The TCPA (Telephone Consumer Protection Act) is a federal statute enacted in 1991 designed to safeguard consumer privacy. This legislation restricts telemarketing communications via voice calls, SMS texts, and fax.
The Telephone Consumer Protection Act of 1991
The TCPA was signed into law in 1991 as a response to a growing rise in unregulated and harassing telemarketing calls and faxes.
The TCPA restricts telephone solicitations (i.e. telemarketing) and the use of automated phone equipment. The Act limits the use of pre-recorded voice messages, automatic dialing, and SMS and fax use. Without explicit customer consent, companies must adhere to strict solicitation rules, solicitors must honor the National Do Not Call Registry, and subscribers may sue a company that does not follow the TCPA guidelines.
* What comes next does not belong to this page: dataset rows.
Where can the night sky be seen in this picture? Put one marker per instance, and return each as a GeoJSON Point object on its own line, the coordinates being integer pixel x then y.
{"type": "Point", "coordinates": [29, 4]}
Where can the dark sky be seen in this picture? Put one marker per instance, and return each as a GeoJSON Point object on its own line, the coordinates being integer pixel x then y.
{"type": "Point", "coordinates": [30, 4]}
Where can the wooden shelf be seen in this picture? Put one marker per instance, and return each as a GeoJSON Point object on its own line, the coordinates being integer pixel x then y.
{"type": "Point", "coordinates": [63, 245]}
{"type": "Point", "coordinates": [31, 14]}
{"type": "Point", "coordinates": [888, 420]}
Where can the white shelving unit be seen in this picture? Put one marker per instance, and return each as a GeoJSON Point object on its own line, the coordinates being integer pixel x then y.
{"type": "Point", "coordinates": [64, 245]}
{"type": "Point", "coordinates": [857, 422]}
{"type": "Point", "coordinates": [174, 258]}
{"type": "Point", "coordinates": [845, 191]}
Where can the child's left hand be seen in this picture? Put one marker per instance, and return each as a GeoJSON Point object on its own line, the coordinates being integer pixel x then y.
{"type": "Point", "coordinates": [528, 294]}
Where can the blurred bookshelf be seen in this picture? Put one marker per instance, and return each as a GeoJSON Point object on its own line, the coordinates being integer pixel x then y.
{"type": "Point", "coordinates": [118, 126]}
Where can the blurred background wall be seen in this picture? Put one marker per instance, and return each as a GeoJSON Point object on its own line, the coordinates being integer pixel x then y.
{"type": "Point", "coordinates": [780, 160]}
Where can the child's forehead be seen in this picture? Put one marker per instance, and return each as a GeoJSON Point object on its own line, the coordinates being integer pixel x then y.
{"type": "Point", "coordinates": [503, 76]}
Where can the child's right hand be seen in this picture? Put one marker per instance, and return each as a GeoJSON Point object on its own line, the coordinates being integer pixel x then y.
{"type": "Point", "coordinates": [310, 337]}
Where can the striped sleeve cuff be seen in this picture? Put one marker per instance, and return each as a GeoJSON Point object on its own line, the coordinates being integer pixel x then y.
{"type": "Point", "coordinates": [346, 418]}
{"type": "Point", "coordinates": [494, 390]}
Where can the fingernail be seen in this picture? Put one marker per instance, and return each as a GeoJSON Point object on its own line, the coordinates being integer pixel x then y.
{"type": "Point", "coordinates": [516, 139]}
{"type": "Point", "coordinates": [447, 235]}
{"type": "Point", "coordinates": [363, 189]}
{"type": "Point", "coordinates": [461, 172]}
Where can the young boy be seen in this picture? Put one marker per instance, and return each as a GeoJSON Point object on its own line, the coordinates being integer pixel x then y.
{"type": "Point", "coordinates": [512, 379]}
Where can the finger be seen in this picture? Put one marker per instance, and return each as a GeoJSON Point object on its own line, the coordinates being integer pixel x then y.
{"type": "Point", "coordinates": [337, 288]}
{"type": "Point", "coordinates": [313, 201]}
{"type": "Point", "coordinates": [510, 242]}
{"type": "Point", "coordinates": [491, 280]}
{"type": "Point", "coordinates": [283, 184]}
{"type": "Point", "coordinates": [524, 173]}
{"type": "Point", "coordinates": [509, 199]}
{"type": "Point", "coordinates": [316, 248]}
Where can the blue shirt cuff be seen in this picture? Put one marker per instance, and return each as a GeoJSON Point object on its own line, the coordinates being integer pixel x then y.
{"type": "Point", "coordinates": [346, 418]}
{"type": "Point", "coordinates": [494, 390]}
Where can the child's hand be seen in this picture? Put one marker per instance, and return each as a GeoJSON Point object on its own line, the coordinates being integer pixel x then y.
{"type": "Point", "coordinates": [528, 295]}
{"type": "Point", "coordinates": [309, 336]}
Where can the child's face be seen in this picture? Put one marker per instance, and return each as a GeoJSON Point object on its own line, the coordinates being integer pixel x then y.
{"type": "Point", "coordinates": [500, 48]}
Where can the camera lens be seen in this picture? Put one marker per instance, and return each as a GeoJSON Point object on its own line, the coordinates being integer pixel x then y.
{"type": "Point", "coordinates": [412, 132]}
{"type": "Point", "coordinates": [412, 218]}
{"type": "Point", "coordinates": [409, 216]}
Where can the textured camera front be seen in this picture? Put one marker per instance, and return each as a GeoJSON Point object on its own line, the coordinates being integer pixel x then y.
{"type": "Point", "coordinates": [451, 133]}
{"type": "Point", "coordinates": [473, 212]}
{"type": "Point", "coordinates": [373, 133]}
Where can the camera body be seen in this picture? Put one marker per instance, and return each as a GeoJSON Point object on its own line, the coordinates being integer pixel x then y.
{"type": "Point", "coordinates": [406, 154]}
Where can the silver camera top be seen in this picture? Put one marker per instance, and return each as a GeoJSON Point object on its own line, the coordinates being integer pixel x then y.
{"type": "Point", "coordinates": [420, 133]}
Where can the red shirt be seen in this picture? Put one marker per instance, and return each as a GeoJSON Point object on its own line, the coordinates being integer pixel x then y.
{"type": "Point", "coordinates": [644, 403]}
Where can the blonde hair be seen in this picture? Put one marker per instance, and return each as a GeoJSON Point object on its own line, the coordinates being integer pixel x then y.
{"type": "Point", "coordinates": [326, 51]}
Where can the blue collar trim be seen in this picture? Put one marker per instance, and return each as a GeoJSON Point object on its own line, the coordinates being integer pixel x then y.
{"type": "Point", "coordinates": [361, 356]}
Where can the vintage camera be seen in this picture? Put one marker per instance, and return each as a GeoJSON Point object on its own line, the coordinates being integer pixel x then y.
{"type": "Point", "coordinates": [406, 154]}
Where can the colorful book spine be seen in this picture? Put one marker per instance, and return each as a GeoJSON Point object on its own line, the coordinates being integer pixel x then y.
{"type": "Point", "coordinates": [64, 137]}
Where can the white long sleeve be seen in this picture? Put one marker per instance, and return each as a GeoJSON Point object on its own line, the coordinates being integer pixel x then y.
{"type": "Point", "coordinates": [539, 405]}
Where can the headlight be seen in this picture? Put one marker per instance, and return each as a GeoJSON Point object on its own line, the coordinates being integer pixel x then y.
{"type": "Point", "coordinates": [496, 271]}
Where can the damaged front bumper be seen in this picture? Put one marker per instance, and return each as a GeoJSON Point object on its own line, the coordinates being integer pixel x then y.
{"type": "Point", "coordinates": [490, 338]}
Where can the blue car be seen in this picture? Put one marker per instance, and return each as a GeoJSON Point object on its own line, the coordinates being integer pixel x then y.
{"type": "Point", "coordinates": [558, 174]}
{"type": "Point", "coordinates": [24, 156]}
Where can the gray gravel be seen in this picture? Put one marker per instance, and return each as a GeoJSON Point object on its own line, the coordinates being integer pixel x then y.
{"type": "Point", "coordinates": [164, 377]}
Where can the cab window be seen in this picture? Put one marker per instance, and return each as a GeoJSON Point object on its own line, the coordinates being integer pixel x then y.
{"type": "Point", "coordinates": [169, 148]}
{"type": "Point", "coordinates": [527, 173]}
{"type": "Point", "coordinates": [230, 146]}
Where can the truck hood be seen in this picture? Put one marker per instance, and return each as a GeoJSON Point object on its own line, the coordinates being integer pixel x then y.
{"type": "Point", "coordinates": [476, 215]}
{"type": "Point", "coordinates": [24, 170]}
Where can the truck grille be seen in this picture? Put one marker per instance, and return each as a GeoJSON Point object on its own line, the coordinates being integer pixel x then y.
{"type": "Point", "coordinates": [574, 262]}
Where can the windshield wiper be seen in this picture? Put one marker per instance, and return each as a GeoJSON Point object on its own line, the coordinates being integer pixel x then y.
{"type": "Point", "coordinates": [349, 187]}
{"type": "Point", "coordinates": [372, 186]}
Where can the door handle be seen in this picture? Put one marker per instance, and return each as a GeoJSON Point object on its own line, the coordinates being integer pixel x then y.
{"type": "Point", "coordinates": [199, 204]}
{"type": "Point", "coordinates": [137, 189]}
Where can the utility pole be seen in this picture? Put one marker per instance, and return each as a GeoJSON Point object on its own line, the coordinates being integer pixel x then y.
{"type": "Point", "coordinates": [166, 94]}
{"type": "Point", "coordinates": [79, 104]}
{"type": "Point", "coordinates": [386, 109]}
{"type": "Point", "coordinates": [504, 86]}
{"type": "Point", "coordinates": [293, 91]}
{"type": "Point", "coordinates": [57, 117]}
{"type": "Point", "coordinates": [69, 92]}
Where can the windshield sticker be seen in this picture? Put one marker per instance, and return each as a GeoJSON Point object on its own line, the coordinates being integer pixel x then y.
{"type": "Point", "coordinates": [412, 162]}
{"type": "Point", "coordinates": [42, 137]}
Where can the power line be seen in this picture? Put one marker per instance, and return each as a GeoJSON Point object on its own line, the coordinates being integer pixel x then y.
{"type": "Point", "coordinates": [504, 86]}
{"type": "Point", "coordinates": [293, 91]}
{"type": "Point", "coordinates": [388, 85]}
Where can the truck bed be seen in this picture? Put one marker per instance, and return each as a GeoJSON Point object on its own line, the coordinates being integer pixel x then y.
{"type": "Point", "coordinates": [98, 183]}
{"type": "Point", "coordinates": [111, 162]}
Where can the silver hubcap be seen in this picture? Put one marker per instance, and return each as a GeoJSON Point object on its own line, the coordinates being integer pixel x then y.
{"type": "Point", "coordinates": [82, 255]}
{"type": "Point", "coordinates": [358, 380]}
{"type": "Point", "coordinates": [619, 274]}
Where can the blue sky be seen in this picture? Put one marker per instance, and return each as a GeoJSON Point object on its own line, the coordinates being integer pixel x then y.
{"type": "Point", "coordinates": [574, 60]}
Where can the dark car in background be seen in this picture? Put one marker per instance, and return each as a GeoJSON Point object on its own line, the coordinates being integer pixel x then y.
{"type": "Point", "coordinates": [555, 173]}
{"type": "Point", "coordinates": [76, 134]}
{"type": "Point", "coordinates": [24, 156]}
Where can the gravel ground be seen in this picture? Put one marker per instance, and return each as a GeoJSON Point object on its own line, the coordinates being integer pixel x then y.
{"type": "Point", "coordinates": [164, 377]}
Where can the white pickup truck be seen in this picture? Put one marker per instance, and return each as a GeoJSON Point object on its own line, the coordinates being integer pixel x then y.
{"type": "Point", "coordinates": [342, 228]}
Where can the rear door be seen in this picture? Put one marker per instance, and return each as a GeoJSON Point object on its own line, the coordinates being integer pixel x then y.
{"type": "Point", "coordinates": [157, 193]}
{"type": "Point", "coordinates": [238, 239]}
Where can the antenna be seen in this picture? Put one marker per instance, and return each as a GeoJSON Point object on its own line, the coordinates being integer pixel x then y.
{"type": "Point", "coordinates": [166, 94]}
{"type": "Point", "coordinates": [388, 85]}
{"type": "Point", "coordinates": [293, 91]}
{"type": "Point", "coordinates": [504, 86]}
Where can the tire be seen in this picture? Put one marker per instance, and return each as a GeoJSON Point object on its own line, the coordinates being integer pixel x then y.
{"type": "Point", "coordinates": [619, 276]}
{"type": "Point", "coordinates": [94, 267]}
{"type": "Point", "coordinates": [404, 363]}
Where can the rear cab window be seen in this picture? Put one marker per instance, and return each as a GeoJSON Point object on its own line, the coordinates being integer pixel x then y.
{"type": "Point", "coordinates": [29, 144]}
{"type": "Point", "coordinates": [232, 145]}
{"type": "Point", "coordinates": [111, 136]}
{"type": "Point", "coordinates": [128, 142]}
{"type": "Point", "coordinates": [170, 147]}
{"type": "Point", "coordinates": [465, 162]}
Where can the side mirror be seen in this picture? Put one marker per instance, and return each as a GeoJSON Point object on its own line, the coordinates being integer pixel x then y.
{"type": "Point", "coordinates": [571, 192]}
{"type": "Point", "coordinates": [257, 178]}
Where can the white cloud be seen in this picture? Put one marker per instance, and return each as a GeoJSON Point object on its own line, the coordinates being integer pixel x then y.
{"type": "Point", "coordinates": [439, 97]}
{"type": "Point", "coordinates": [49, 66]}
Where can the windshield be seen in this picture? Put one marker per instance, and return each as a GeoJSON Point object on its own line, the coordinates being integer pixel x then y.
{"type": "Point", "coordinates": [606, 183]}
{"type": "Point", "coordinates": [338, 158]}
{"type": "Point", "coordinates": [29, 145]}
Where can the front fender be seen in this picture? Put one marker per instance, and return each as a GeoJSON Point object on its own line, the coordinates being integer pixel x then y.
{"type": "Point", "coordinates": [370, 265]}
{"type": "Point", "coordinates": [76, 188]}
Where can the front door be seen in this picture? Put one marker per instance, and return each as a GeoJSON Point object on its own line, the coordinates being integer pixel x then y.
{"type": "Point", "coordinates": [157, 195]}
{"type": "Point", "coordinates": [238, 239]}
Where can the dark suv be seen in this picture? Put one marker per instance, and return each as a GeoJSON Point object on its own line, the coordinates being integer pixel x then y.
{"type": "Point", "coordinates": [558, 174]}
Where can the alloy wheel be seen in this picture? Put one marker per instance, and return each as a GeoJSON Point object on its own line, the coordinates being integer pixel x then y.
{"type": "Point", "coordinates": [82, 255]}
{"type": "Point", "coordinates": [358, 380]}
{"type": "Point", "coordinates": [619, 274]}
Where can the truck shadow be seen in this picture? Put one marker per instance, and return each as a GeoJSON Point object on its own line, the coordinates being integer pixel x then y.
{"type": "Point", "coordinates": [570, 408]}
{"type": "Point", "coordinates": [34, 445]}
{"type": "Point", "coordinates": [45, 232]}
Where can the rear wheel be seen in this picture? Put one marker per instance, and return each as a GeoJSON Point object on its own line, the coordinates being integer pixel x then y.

Consumer consent is an essential defense under the TCPA and should be a primary focus of any business that communicates with consumers directly via voice call or text.
Interpreting the TCPA: Declaratory Ruling and Order of 2015
Over time, the TCPA was amended and more clearly defined. In July 2015, the FCC officially released the TCPA Declaratory Ruling and Order which addressed petitions and requests for clarity on how the TCPA is to be interpreted by the FCC. This order defined a handful of terms found in the TCPA and further clarified restrictions on telemarketers and consumer rights. Some key components on this ruling include:
- Telephone service providers can offer robocall blocking to consumers.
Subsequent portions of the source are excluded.